Now I'm a little confused. Your earlier report showed you configuring OMPI v4.0.0 with an external PMIx v3.1 - yes? Didn't you encounter the same errors?

rhc54 commented 5 years ago

I guess what I'm trying to say is that some of these comments seem contradictory:

Can you perhaps clarify a bit?

rhc54 commented 5 years ago

Working my way thru this: I am able to build the head of the v4.0.x branch against the head of the PMIx v3.1 branch and the head of the PMIx v3.0 branch without problems (ignoring all the warnings from the rest of the code).

I don't have a way to test this under Slurm right now, but I will look at the code and see if I can spot a reason for the issue.

asanchez1987 commented 5 years ago

Sorry, I'm somehow busy these days with customer training and not been able to test versioning combinations further. Probably in a week and or so I'll be able to clarify the contradictory comments. Thanks for looking into this.

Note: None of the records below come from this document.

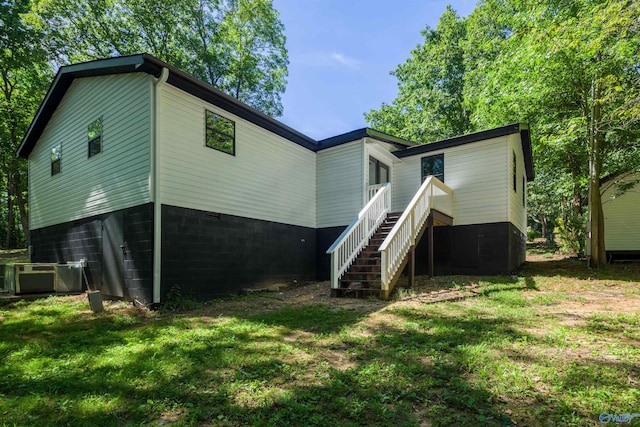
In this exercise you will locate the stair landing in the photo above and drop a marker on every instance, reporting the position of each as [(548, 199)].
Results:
[(363, 277)]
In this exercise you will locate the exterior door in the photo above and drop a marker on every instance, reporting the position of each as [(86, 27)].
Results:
[(113, 255)]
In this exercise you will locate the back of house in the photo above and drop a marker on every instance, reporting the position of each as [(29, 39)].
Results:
[(159, 180)]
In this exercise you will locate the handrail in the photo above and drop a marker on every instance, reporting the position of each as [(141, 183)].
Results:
[(432, 194), (355, 237)]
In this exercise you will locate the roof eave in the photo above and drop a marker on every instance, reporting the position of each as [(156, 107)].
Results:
[(64, 78)]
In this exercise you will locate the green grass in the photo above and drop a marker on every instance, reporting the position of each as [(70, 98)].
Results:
[(544, 348)]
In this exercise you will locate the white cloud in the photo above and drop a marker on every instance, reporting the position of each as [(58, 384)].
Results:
[(334, 60), (345, 61)]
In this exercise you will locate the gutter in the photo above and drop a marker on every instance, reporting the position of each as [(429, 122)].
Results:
[(155, 188)]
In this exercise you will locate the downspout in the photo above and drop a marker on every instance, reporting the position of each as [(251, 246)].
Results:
[(155, 190)]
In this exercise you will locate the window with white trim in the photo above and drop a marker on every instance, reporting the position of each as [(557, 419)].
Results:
[(56, 159)]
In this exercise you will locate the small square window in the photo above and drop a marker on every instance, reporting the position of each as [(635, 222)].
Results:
[(220, 133), (433, 165), (56, 159), (94, 137)]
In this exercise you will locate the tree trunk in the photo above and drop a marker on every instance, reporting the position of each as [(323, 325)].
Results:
[(597, 257), (22, 208), (10, 219)]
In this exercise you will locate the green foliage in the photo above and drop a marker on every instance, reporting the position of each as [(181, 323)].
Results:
[(570, 69), (430, 102), (237, 46), (481, 360), (24, 76), (571, 233)]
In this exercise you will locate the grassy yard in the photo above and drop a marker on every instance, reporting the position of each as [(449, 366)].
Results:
[(559, 344)]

hppritcha commented 3 years ago

@asanchez1987 is this still important?

asanchez1987 commented 3 years ago

Sorry I didn't come back to this earlier. Please, disregard this issue for now. If/when I test again all the components (PMIx, Slurm, OpenMPI) with modern versions and if I find issues again I'd open a separate issue. In the meantime, we can close this for now. Thanks.